„Jeśli każecie nam pracować w nocy w weekendy, musicie płacić więcej” – mówią reprezentanci pracowników londyńskiej kolei podziemnej. Dyrekcja spółki miejskiej nie jest jednak skłonna do ustępstw. Dlatego w środę wieczorem pracownicy przerwali pracę. Strajk ma trwać do piątku.
Przedmiotem sporu pomiędzy załogą a zarządem spółki London Undergroud są planowane zmiany w funkcjonowaniu najważniejszego środka transportu w mieście. Władze chcą, aby metro jeździło całą dobę we wszystkie dni tygodnia. Pracownicy nie mówią „nie”, jednak zastrzegają, że musi się to wiązać z podwyżką wynagrodzeń i zwiększeniem zatrudnienia. Negocjacje trwają od trzech miesięcy. Związkowcy są zniecierpliwieni postawą dyrekcji, która nie przedstawiła jak dotąd żadnej satysfakcjonującej ich propozycji. Dlatego właśnie zdecydowali się na strajk. „Władze spółki zablokowały możliwość rozwiązania sporu, odmawiając przez ostatnie trzy miesiące jakiejkolwiek zmiany swojego stanowiska, a następnie przedstawiając nam ultimatum odnośnie podpisania porozumienia w jedno popołudnie” – tłumaczy w „The Guardian” Finn Brennan, szef związku zawodowego Aslef. Do protestu przystąpili niemal wszyscy pracownicy podziemnego transportu, w tym maszyniści.
Przedstawiciele organizacji pracowniczych tłumaczą, że celem ich protestu nie jest utrudnienie życia mieszkańcom metropolii, lecz zwrócenie uwagi na betonową postawę władz spółki podczas sporu. Deklarują, że są gotowi ponownie usiąść do stołu negocjacyjnego w piątek, po zakończeniu strajku. Niektórzy członkowie rządu próbują zantagonizować pasażerów z pracownikami. Przoduje w tym Patrick McLoughlin, minister transportu w gabinecie Davida Camerona, który oświadczył, że nie rozumie zachowania związkowców, którzy organizują strajk, zamiast przystać na korzystne – jego zdaniem – propozycje szefostwa spółki.

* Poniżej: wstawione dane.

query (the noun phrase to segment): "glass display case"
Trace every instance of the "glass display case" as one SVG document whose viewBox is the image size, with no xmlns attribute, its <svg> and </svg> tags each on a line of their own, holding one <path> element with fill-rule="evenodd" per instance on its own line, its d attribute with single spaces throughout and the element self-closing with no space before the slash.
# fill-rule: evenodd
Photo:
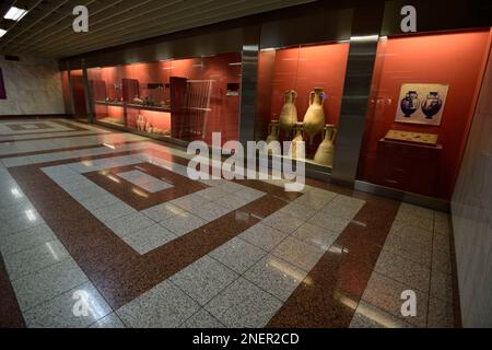
<svg viewBox="0 0 492 350">
<path fill-rule="evenodd" d="M 485 30 L 379 40 L 358 179 L 450 199 L 490 39 Z"/>
<path fill-rule="evenodd" d="M 87 69 L 95 118 L 183 141 L 237 140 L 241 54 Z"/>
<path fill-rule="evenodd" d="M 307 162 L 331 168 L 349 47 L 330 43 L 261 50 L 255 138 L 292 145 L 305 141 Z"/>
</svg>

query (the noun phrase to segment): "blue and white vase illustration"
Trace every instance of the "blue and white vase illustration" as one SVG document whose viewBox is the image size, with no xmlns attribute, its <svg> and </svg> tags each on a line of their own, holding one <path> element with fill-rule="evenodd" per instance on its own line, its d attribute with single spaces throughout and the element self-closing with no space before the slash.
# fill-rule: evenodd
<svg viewBox="0 0 492 350">
<path fill-rule="evenodd" d="M 417 91 L 409 91 L 407 96 L 401 100 L 400 106 L 401 110 L 405 113 L 405 117 L 410 118 L 420 107 L 419 94 Z"/>
<path fill-rule="evenodd" d="M 443 100 L 438 92 L 431 92 L 427 98 L 422 104 L 422 112 L 426 119 L 432 119 L 443 107 Z"/>
</svg>

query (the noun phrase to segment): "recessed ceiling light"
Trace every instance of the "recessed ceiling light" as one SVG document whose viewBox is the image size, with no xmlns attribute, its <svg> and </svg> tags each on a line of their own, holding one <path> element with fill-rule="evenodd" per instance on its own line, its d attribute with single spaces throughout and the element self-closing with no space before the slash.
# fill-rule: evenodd
<svg viewBox="0 0 492 350">
<path fill-rule="evenodd" d="M 5 20 L 21 21 L 22 18 L 27 13 L 27 10 L 11 7 L 10 10 L 3 16 Z"/>
</svg>

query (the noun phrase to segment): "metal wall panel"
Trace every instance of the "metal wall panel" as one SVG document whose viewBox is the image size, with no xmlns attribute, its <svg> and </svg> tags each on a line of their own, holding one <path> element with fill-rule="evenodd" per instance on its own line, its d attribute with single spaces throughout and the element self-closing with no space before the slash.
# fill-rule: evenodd
<svg viewBox="0 0 492 350">
<path fill-rule="evenodd" d="M 331 172 L 332 183 L 350 187 L 353 187 L 358 172 L 383 10 L 383 7 L 358 8 L 353 16 Z"/>
<path fill-rule="evenodd" d="M 296 18 L 285 18 L 261 25 L 260 47 L 288 47 L 350 38 L 352 9 L 319 11 Z"/>
<path fill-rule="evenodd" d="M 246 144 L 247 141 L 255 140 L 259 39 L 259 26 L 249 26 L 245 28 L 239 115 L 239 141 L 243 144 Z"/>
</svg>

Zatrzymanie metra dało się we znaki mieszkańcom Londynu. Już w środę wieczorem miasto zostało praktycznie sparaliżowane. Tłumy pasażerów próbowały przesiąść się na autobusy. W efekcie niektóre z nich zostały przeładowanie do tego stopnia, ze nie mogły ruszyć. W tej sytuacji niektórzy kierowcy odmówili dalszej jazdy, co spotęgowało chaos. W kilku przypadkach krewkich podróżnych musiała uspokoić policja. Dyrekcja London Underground nie poczuwa się jednak do odpowiedzialności za całą sytuację, zwalając winę na „roszczeniowych” związkowców.

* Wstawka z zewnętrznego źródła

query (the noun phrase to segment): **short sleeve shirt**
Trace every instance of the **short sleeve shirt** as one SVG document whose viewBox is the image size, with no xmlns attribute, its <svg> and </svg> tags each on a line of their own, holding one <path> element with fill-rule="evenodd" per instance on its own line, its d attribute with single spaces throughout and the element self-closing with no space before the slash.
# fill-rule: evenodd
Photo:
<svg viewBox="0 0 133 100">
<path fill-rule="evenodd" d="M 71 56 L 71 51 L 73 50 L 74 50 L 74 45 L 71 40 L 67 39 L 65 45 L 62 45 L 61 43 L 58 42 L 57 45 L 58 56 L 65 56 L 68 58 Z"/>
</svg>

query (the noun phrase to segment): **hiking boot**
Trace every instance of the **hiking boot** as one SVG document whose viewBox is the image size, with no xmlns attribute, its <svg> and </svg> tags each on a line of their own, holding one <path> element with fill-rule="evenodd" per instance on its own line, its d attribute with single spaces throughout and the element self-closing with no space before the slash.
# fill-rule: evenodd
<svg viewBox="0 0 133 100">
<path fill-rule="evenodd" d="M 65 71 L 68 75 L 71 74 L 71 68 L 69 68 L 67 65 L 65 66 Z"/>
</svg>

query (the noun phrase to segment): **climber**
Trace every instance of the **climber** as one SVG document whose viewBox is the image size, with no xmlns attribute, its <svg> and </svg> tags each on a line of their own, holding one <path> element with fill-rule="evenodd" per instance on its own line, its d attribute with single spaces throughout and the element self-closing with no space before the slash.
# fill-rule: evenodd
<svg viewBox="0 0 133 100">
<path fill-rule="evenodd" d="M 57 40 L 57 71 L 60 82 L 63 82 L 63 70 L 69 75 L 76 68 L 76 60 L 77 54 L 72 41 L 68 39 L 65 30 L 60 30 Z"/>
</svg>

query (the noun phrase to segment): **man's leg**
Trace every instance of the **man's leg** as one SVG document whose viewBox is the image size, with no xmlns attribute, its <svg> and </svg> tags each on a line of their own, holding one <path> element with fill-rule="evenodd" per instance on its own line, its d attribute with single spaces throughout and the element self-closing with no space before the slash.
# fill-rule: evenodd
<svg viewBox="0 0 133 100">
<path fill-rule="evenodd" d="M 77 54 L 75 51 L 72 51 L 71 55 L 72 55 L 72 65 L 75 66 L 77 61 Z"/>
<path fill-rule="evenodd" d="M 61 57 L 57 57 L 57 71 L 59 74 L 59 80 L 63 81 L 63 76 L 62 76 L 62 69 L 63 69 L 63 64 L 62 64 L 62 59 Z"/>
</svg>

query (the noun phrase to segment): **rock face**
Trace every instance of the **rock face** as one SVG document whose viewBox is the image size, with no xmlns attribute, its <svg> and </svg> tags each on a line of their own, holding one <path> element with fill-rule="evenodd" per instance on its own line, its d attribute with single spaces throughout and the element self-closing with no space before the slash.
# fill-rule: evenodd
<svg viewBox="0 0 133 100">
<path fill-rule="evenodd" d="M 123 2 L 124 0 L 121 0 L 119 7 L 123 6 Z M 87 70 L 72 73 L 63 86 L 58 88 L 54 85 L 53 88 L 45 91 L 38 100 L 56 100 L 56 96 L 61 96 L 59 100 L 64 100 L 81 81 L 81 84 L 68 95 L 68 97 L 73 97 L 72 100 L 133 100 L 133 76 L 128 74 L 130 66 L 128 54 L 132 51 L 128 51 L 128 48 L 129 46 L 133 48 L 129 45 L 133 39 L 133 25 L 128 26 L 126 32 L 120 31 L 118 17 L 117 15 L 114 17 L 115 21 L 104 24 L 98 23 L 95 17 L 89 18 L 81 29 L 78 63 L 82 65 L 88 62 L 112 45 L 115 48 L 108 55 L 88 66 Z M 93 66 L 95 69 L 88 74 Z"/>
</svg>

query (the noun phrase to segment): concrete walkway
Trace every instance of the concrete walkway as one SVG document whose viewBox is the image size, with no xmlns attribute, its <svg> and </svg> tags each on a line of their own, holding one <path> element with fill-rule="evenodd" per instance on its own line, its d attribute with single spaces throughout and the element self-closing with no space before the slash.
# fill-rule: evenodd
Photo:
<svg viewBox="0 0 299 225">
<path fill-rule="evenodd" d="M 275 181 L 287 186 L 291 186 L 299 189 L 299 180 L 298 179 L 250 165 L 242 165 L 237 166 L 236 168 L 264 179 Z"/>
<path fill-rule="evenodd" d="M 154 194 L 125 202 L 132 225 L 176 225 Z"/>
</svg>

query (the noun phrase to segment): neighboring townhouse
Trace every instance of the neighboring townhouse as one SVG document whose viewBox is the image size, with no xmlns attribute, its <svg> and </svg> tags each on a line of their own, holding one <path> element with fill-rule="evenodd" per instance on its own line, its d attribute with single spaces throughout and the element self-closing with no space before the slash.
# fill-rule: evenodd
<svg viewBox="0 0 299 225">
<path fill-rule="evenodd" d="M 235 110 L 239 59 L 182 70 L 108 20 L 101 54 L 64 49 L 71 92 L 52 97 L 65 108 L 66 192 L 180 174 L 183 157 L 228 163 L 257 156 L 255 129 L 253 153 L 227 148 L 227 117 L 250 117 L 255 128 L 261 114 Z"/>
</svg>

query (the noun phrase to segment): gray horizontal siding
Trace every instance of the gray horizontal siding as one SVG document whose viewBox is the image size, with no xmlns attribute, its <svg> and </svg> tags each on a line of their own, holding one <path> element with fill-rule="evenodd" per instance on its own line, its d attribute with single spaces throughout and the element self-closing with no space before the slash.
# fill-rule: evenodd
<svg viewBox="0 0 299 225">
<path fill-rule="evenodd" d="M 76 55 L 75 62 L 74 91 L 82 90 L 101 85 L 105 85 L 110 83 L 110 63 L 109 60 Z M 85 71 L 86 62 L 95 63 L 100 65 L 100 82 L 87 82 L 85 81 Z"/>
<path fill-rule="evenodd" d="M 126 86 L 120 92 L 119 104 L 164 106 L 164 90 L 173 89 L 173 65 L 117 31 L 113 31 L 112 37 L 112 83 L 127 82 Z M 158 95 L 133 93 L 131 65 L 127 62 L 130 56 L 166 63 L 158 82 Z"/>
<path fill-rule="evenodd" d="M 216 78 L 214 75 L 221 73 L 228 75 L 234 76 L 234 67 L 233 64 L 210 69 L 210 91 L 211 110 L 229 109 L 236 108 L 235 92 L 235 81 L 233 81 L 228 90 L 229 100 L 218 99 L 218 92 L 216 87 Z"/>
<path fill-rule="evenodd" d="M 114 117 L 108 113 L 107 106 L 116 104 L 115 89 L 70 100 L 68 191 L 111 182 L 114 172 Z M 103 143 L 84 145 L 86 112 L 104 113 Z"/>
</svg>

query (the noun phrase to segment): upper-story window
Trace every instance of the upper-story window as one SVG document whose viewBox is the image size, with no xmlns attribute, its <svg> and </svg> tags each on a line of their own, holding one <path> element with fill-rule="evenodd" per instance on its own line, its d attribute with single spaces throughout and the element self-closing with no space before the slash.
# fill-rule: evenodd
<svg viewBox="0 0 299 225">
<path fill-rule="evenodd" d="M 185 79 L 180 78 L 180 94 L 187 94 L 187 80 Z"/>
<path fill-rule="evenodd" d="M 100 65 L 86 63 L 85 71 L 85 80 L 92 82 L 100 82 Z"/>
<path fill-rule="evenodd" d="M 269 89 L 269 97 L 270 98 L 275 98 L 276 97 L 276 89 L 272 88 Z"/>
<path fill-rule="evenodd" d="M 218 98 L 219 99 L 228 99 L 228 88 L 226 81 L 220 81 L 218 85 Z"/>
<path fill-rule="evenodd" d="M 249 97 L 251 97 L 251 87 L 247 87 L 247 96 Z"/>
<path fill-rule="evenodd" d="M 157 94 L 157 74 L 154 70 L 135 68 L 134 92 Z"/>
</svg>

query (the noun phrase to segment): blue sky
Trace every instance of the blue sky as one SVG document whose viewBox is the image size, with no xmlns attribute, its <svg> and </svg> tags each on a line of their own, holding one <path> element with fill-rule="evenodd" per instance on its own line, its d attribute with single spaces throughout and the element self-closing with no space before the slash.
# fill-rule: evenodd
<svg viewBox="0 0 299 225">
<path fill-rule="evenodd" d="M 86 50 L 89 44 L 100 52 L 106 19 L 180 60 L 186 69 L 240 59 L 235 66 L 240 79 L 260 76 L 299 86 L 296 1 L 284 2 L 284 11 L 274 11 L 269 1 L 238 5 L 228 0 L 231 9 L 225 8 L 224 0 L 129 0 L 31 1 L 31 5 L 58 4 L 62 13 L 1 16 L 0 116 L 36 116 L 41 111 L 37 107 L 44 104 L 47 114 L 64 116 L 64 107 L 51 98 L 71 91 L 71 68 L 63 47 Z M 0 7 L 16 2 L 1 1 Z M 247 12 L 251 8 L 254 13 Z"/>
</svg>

Poprzedni strajk pracowników metra w Londynie miał miejsce w 2002 roku. Wówczas spór dotyczył podzielenia miejskiego przedsiębiorstwa na spółki działające na zasadzie partnerstwa publiczno-prywatnego. Pracownicy obawiali się, że zmiana struktury własności pociągnie za sobą obniżenie standardów zatrudnienia. Ostatecznie, w 2010 roku miasto pod presją związków zrezygnowało z takiego modelu, ponownie powierzając zadanie zarządzania metrem miejskiej spółce.